Since I've already preprocessed the data & stored everything in a FloydHub [dataset](https://www.floydhub.com/sominw/datasets/vqa_data), here's what we're going to do -

- Checkout the preprocessed data from the VQA Dataset.
- Build & train **two** `VQA` models using Keras & Tensorflow.
- Assess the models on the `VQA` validation sets.
- Run the model to generate some really cool predictions.

## Serving Models on FloydHub

I've created a separate [repository here](https://github.com/sominwadhwa/vqamd_api) to serve models since it **avoids the overhead of pushing the entire code/data in the training repo to Floyd over & over again**.

---

## For Offline Execution

The following are a couple of instructions that must be gone through in order to execute different (or all) sections of this project. You will need a **NVIDIA GPU** to train these models.

1. Clone the project, replacing ``VQAMD`` with the name of the directory you are creating:

$ git clone https://github.com/sominwadhwa/vqa_floyd.git VQAMD
$ cd VQAMD

2. Make sure you have ``python 3.5.x`` running on your local system. If you do, skip this step. In case you don't, head
head [here](https://www.python.org/downloads/).

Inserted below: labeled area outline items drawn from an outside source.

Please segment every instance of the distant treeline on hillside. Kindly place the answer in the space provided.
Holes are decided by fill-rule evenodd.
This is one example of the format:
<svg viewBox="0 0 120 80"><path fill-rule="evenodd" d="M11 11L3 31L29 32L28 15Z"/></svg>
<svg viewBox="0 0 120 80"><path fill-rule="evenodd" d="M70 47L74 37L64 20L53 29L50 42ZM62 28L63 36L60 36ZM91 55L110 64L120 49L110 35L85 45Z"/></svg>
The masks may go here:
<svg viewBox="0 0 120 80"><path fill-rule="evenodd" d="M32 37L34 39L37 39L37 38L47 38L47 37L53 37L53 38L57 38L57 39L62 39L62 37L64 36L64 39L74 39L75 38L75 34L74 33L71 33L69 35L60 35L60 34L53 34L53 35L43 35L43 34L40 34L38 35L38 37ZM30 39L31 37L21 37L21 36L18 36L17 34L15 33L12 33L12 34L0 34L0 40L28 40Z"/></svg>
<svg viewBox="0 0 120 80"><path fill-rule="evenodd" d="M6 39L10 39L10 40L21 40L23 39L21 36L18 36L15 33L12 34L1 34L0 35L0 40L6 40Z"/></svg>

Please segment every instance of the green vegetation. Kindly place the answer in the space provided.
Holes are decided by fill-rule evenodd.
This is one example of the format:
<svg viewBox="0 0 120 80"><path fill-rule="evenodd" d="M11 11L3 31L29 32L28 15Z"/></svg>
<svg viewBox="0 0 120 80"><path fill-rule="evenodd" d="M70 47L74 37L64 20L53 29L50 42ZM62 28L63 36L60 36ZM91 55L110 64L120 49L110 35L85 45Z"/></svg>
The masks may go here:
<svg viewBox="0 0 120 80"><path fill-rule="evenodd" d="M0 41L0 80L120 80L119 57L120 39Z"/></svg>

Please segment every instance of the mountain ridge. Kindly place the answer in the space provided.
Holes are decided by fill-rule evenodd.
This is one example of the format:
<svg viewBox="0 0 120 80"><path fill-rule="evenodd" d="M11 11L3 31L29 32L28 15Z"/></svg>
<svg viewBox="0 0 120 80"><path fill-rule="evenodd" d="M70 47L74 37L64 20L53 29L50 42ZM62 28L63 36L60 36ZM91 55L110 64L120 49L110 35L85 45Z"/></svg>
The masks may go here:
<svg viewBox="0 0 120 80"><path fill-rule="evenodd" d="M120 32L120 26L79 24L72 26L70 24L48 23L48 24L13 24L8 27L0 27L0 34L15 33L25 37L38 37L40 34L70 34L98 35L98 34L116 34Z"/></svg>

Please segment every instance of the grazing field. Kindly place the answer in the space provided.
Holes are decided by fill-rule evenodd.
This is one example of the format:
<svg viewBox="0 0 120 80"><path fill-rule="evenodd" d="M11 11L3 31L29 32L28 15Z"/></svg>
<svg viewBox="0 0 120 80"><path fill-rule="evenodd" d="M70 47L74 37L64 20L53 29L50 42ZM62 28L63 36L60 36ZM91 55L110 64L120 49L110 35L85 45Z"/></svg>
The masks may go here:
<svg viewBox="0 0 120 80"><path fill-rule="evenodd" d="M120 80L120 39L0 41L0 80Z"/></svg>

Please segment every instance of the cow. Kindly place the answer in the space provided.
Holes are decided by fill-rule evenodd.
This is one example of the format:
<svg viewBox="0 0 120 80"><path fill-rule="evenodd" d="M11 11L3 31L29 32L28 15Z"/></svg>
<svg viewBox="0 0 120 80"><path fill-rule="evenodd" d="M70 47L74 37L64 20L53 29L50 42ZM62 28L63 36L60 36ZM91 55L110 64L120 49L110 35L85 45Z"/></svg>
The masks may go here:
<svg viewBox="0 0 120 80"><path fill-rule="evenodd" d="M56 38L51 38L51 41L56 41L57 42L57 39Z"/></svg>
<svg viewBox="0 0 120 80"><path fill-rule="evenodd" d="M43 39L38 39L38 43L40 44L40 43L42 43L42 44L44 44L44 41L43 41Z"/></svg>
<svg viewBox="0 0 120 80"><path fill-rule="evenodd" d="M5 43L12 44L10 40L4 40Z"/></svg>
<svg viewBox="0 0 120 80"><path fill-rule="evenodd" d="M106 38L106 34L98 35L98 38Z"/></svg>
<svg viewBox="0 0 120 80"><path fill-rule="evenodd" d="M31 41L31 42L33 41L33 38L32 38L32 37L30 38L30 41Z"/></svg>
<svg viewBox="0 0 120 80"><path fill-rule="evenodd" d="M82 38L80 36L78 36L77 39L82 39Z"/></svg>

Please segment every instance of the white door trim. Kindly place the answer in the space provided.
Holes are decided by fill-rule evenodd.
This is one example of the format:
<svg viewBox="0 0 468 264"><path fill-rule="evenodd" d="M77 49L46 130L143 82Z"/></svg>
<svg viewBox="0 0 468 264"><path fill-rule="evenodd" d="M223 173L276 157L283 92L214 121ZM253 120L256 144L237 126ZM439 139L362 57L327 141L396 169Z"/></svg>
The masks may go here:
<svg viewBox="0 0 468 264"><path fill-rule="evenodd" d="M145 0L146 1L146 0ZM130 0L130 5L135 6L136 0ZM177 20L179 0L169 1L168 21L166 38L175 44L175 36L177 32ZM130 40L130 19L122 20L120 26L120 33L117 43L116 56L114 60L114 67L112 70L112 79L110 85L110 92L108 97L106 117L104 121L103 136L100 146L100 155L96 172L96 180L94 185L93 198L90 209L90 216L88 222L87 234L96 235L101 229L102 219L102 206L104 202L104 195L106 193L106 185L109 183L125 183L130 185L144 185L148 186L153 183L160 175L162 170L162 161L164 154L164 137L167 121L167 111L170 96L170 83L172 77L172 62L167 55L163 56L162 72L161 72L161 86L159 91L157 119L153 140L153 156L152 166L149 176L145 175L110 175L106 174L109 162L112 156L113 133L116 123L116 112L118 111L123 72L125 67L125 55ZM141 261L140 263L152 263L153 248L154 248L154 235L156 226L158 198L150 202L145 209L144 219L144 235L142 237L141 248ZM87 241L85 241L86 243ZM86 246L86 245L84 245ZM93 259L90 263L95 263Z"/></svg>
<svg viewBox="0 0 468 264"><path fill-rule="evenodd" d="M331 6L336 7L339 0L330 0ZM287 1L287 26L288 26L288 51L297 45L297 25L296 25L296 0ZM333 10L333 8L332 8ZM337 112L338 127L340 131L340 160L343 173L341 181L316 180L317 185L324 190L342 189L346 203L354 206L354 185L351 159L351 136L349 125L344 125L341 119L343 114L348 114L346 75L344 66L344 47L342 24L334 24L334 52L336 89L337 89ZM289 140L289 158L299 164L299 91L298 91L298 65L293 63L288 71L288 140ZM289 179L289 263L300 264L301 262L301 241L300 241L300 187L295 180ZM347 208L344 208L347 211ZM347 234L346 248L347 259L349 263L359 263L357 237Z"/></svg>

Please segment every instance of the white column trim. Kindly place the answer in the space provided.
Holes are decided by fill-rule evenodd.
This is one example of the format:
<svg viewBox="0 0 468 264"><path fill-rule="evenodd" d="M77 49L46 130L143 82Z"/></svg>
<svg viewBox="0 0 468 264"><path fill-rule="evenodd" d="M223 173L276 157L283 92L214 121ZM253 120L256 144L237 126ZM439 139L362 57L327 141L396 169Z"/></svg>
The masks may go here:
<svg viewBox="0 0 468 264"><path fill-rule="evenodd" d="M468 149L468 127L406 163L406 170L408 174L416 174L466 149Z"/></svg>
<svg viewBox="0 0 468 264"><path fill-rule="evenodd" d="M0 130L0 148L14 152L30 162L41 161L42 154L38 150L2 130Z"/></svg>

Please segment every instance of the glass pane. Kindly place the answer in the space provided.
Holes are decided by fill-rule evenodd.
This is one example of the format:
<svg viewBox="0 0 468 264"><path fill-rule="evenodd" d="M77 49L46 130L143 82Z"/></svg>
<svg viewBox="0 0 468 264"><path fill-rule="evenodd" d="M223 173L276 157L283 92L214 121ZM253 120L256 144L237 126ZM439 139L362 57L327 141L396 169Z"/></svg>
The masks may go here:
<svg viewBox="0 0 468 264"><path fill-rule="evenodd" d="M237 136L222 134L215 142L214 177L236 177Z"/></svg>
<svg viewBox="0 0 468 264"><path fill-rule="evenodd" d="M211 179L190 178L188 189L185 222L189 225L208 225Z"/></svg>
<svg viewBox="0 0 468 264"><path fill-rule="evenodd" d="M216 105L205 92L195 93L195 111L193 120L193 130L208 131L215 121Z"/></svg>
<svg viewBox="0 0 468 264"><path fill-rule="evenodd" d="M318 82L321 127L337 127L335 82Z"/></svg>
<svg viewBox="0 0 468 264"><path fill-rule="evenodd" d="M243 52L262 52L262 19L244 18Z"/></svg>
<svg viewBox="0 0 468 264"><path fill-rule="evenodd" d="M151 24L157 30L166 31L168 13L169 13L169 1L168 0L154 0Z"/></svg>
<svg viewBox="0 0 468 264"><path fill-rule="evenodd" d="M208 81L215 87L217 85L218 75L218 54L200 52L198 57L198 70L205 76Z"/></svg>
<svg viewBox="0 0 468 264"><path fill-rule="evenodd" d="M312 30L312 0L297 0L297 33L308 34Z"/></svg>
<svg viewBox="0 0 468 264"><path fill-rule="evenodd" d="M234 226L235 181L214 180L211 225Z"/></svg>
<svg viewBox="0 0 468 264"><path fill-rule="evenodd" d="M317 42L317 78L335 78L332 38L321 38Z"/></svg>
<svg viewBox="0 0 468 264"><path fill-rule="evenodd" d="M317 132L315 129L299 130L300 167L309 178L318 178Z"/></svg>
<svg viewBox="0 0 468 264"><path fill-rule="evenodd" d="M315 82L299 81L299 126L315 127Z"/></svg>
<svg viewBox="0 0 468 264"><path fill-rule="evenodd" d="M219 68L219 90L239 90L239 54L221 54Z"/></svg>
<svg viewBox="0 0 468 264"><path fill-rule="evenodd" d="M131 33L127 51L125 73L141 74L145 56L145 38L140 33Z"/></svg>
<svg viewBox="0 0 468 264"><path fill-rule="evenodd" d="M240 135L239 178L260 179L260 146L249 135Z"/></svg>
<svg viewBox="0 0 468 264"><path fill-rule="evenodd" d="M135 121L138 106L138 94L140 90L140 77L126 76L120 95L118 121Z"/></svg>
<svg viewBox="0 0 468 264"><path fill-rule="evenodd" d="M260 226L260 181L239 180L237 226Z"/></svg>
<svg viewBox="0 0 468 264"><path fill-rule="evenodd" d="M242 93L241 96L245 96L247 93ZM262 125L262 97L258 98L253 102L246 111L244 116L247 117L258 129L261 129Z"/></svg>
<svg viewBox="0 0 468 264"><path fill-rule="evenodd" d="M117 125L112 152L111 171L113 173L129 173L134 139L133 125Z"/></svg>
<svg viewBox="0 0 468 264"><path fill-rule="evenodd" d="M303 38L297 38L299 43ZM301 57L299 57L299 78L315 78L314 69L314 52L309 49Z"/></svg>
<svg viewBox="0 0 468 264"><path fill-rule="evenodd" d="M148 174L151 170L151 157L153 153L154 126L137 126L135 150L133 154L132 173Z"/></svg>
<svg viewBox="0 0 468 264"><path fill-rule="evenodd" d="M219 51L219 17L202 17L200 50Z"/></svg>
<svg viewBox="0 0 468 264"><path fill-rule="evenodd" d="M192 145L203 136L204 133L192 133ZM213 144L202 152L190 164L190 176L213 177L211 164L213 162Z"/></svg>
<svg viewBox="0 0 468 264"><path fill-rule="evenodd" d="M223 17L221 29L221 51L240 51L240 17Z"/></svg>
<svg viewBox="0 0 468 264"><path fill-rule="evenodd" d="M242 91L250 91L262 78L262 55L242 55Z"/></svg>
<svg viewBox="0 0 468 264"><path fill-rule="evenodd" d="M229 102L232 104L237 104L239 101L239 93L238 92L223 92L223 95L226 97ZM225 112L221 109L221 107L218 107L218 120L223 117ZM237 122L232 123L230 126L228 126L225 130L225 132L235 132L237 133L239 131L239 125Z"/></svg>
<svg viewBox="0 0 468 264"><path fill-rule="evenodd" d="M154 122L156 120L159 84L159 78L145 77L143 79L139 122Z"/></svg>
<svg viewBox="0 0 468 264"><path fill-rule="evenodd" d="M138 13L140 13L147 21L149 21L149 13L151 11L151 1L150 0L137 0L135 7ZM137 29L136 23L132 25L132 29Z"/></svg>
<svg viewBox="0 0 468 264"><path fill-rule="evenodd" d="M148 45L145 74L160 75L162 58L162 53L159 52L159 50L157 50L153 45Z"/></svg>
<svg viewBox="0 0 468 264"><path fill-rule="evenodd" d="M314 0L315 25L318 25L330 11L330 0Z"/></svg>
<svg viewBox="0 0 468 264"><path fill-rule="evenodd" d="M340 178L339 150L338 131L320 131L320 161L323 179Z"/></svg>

3. ``virtualenv`` is a tool used for creating isolated 'virtual' python environments. It is advisable to create one here as well (to avoid installing the pre-requisites into the system-root). Do the following within the project directory:

$ [sudo] pip install virtualenv
$ virtualenv --system-site-packages VQAMD
$ source VQAMD/bin/activate

To deactivate later, once you're done with the project, just type ``deactivate``.

4. Install the pre-requisites from ``requirements.txt`` & run ``tests/init.py`` to check if all the required packages were correctly installed:

$ pip install -r requirements.txt
$ bash run_me_first_on_floyd.sh

## Contributing to VQA

I welcome contributions to this little project. If you have any new ideas or approaches that you'd like to incorporate here, feel free to open up an issue.

Please refer to each project's style guidelines and guidelines for submitting patches and additions. In general, we follow the "fork-and-pull" Git workflow.

1. **Fork** the repo VQAMD on GitHub
2. **Clone** the project to your own machine
3. **Commit** changes to your own branch
4. **Push** your work back up to your fork
5. Submit a **Pull request** so that we can review your changes

NOTE: Be sure to merge the latest from "upstream" before making a pull request!

### Issues

Feel free to submit issues and enhancement requests.